Bölüm 3 (Takım YILDIZI)

13.2K 868 307
                                    


Bu topraklarda geçiyordu bu hikâye. sene 2022. Dünyanın bir ucundan öbür ucuna at koşturanlar şimdi geçim derdine düşmüşlerdi. Arabasını okulun bahçesine park ederek evrak çantasıyla beraber arabadan indi. O bir öğretmendi hatta daha niceleri gibi bu vatana hizmet veren Türk istihbaratçısıydı. Öğretmen olarak İlk görevi bu vatana hizmet verecek öğrencileri yetiştirmek olsa da diğer görevi ise isimsiz kardeşleri gibi bulunduğu şehirdeki şeytanın yapılanmasını çökertmekti.
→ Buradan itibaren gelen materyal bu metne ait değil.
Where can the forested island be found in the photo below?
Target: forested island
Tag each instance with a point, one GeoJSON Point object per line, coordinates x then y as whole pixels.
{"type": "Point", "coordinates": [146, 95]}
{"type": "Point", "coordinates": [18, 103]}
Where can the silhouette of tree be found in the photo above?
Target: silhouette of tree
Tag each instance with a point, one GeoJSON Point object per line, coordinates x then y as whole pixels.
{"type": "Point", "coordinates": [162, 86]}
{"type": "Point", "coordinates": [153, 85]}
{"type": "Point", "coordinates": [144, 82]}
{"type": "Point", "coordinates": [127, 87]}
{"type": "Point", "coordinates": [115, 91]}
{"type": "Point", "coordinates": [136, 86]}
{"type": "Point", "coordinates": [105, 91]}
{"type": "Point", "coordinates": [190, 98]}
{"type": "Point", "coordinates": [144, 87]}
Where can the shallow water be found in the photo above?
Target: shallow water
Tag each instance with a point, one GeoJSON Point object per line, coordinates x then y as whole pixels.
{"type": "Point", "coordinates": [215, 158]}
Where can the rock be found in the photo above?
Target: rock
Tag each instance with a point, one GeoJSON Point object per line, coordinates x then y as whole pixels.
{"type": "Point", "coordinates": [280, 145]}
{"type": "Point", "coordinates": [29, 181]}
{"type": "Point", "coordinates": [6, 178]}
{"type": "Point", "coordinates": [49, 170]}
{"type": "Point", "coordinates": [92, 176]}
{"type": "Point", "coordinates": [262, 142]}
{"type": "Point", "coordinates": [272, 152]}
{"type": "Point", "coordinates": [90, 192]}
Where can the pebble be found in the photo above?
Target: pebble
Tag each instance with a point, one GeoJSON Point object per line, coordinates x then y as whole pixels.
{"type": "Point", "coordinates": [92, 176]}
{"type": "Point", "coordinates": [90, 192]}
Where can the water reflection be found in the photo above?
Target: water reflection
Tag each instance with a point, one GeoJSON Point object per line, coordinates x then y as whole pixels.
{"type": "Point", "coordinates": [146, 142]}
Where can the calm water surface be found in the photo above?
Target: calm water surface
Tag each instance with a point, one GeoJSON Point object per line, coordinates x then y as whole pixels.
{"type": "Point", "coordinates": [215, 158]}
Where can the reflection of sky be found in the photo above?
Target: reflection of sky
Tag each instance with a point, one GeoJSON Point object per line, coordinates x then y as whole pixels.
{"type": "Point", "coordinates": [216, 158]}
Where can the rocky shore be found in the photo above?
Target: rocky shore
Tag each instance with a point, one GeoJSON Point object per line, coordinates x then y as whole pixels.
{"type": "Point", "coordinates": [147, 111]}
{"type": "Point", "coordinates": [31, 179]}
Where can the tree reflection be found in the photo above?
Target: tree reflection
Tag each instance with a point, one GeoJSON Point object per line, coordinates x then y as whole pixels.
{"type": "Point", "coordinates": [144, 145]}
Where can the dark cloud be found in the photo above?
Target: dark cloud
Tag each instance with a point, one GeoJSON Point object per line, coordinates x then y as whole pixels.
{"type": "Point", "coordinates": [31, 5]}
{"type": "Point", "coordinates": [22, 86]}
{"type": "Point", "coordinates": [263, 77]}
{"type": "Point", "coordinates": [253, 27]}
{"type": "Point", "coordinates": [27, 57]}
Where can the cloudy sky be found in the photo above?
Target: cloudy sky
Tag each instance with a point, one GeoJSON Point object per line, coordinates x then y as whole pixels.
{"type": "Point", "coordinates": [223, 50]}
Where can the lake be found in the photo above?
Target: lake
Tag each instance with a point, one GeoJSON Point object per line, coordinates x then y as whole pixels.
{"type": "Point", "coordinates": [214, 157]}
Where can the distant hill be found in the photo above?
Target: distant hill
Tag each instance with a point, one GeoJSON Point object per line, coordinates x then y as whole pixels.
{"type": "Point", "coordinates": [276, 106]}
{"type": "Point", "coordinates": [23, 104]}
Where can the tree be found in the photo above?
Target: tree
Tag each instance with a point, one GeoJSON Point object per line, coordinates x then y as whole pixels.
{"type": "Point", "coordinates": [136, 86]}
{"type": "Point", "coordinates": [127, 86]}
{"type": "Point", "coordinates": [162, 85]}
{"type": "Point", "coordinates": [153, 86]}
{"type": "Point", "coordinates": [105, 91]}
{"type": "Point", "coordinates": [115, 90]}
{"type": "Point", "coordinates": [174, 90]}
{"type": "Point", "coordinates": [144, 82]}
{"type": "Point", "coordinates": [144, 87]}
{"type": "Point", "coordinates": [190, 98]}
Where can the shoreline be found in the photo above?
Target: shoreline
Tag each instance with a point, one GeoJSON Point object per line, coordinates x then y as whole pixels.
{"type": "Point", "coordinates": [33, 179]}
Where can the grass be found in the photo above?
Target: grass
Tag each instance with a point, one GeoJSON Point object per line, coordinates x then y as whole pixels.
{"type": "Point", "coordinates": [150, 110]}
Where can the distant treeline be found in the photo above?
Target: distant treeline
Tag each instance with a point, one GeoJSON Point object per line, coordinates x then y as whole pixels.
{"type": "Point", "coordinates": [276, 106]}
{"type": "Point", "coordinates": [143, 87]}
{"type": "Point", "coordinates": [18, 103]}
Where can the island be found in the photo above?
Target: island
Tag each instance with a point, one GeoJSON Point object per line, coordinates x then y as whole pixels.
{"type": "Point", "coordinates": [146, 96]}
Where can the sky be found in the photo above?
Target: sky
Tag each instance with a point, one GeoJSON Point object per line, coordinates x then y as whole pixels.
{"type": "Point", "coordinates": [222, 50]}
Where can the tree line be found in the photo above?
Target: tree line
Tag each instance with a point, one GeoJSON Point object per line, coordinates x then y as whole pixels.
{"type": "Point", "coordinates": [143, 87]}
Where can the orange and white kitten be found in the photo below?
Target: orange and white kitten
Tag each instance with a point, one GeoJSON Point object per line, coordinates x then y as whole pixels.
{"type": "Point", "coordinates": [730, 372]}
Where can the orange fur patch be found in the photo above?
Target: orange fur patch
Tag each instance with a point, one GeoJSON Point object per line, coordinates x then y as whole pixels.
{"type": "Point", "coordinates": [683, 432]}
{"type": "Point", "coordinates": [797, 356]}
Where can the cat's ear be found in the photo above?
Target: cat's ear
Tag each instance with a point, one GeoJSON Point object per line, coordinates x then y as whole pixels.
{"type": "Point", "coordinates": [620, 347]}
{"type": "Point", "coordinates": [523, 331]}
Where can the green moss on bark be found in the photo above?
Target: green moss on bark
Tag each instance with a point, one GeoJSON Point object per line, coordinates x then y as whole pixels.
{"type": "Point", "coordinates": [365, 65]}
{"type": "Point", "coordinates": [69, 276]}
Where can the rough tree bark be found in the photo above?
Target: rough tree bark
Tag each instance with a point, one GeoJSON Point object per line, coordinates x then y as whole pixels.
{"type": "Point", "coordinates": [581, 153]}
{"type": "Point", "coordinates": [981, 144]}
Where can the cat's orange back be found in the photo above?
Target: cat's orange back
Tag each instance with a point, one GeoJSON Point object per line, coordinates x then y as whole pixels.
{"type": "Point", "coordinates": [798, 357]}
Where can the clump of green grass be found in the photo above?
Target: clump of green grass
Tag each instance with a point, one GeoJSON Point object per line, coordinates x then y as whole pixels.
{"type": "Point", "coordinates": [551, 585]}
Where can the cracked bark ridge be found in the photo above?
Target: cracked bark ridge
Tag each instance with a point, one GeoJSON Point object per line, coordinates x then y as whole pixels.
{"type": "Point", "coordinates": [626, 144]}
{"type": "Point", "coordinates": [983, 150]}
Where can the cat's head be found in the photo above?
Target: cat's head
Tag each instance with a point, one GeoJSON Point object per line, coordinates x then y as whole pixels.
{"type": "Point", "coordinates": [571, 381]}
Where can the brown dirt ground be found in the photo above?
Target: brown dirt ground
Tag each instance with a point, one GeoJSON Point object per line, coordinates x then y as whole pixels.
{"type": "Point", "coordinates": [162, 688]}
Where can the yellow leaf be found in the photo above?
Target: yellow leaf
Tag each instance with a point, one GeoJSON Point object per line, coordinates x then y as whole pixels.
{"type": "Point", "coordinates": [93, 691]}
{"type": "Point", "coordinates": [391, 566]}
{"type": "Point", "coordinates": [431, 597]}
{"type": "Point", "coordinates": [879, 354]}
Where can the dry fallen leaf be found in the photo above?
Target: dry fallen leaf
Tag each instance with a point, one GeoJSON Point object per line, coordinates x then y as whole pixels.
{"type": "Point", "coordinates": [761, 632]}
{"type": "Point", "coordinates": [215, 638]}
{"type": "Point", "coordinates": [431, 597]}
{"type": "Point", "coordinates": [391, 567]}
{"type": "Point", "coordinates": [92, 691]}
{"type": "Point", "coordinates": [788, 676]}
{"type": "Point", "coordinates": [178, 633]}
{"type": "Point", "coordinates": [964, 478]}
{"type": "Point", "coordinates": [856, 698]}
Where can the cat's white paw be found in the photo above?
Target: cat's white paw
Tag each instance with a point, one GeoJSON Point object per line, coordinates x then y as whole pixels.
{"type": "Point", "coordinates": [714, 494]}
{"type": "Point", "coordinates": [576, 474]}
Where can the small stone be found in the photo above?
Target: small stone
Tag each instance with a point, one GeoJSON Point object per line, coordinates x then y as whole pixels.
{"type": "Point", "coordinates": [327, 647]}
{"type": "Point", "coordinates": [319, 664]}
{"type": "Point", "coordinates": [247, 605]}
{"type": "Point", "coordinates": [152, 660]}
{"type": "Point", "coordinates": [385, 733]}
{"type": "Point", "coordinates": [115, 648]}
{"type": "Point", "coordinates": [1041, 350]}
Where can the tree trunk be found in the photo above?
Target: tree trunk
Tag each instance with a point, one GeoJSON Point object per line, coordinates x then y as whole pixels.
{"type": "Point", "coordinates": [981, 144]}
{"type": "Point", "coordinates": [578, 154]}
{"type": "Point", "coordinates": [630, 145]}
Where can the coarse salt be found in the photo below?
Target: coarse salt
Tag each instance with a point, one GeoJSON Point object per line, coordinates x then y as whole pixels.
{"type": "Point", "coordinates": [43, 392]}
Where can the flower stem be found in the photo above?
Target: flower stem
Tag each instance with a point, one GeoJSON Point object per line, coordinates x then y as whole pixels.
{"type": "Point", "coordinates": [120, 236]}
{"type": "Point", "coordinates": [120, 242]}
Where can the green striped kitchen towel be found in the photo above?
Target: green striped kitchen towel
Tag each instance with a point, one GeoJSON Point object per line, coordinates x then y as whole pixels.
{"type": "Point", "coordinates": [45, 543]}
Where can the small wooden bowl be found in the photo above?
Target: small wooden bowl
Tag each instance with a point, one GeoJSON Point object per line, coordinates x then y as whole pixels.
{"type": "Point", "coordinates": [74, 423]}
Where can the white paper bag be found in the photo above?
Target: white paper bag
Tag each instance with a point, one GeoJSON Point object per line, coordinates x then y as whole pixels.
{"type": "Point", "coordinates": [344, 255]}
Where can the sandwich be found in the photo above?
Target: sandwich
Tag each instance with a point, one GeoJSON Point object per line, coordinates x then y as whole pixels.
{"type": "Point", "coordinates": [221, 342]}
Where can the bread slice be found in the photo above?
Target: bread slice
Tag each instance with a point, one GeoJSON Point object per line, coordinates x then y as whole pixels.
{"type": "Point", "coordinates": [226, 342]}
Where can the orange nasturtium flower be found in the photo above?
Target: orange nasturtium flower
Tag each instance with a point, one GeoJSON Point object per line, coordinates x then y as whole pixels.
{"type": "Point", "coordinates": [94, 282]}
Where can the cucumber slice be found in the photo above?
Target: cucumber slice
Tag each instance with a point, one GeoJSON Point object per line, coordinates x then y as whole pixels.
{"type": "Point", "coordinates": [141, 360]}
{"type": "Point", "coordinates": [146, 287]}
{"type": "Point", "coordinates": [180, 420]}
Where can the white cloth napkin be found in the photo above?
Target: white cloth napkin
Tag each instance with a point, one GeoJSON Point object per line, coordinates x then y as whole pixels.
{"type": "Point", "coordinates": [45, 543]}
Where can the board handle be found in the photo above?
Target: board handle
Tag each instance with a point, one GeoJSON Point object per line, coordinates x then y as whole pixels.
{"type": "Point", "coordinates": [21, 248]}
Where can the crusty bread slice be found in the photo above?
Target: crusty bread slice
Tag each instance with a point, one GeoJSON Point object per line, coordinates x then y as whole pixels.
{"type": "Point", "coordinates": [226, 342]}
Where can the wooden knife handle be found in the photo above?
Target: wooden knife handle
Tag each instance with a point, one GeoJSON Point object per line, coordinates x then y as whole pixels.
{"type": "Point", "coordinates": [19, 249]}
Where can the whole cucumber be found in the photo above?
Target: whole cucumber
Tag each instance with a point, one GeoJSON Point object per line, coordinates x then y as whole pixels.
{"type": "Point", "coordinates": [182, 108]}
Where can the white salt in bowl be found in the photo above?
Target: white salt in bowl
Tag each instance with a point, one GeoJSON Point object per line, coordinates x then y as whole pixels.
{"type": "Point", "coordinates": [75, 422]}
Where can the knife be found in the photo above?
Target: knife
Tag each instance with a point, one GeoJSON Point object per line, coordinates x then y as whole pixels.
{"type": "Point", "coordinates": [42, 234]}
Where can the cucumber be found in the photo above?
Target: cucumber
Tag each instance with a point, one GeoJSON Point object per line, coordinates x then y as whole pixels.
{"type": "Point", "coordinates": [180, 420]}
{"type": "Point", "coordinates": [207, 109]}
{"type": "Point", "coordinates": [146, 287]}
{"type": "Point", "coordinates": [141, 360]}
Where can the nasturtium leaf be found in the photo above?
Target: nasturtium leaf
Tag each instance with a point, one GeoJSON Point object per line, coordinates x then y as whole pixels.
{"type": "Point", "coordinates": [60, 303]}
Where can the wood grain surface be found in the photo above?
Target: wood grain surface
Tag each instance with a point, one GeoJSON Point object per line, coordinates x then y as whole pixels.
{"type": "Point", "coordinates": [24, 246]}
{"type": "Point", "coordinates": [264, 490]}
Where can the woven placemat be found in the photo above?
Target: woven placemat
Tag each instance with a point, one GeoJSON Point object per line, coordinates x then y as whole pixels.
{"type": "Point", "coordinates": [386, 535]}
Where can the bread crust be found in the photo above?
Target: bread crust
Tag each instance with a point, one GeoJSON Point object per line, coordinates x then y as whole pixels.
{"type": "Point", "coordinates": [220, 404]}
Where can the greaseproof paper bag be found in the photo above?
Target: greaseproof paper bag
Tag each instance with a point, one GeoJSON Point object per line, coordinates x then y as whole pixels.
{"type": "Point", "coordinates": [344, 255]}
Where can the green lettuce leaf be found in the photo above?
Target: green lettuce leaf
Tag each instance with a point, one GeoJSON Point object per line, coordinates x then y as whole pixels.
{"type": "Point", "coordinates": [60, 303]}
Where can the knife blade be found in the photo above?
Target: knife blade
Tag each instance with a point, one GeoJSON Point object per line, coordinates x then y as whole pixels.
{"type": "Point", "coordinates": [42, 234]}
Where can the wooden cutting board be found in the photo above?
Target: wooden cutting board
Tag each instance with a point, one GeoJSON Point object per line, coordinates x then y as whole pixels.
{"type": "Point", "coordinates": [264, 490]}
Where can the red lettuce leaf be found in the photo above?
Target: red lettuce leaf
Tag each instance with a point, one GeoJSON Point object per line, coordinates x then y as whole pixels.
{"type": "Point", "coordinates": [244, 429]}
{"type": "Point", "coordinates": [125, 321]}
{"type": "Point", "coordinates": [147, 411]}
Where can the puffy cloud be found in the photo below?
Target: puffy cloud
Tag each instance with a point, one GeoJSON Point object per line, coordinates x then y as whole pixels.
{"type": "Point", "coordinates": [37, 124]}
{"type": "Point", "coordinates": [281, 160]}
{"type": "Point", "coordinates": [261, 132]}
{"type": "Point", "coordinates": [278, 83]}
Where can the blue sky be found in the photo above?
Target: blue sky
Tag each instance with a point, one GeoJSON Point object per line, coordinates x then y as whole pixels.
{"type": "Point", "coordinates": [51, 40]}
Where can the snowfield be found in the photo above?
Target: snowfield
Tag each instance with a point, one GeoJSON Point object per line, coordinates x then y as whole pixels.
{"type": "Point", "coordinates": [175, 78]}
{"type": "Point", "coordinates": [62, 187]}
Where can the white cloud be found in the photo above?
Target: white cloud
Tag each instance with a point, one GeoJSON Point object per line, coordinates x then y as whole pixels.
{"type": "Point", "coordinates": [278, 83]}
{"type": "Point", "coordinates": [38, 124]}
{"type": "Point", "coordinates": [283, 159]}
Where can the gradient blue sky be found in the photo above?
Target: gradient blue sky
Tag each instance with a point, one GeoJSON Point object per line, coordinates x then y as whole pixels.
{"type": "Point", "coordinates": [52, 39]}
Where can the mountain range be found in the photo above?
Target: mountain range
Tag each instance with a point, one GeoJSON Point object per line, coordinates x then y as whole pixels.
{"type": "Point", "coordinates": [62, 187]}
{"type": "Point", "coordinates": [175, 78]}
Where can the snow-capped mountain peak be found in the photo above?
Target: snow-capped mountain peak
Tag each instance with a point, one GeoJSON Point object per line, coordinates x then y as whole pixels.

Öğrencilerinin mutlu şekilde etrafta koşmasına gıcık olarak öğrencilere “ Koridorda koşmayın!” diye bağırdı. Kimisi bu uyarıyı ciddiye aldı kimisi duymadı. Erkenden dersin yapılacağı sınıfa girdi. Bilgisayarını çıkarttı ve günün dersine hazır olup olmadığını kontrol etti. Zil çaldığında öğrenciler teker teker sıralarına oturmaya başladı.

Ders bittiğinde öğretmenler odasına girip kendine çay aldı. Koltuklardan birini otururken takım elbisesinin kırışmamasına özen gösterdi. Ceketini çıkarıp kol düğmelerini açarak diğer öğretmenlerin yanına oturdu. Öğretmenlerin konuştuğu konu geçen gün sınır dışında yapılan bir operasyonda şehit düşen askerlerdi. Üzülse de sert yüzünden ödün vermeyip konuyu ustaca değiştirdi. Tuvalete gidip iş için kullandığı dinlenemeyen telefona mesaj gelmiş mi diye kontrol etti. Evet gelmişti. Emin olmak için tekrar tekrar okudu o mesajı.

'' Takım yıldızı operasyonu devam etmektedir. Anadolu yıldızının senin şehrinde olduğunu tespit ettik. Plan aynen devam ''

 

 

Gözlerimi açtığımda yaşananların bir rüya olduğunu ve o araba kazasından sonra hastanede olacağımdan korkuyordum. Kendi kendime gazı vererek zorda olsa gözlerimi araladım. Tabi ki beyaz tavan yerine kırmızı desenli bir tavan duruyordu. Sadece mum ile aydınlatma olduğu için pek bir şey göremiyordum. Ayaklanıp çadırdan dışarı çıktım. Herkes büyük otağın önüne yığılmıştı. Kolumdan tutulmamla arkamı döndüm ve serayla burun buruna geldik. Sera gergince sırıtarak:

- Uyandın mı?

-Yok, ben hala uyuyorum.

Sesimdeki alay çok belliydi. Bana ‘‘mal mısın?’’ bakışı attıktan sonra gerginliği ve ellerinin titremesinden bir şeyler döndüğünü anladım.

- Sera yine ne halt yedin?

- İçeride konuşalım mı?

Kafamı önden sen diye uzatınca önden o arkadan ben çadıra tekrar girdik. Gergince:

- Kayra, ilk başta ne kadar iyi yaptığımı düşünsem de sonlara doğru tereddütteyim ama o da hak etti yani.

Bu sefer gerginliği benim üzerime sıçradı. Panikle sesimi yükselterek hızlı konuştum.

- Sera yoksa Metehan’a mı bir şey yaptın? Allah belanı vermesin ne yaptın bari?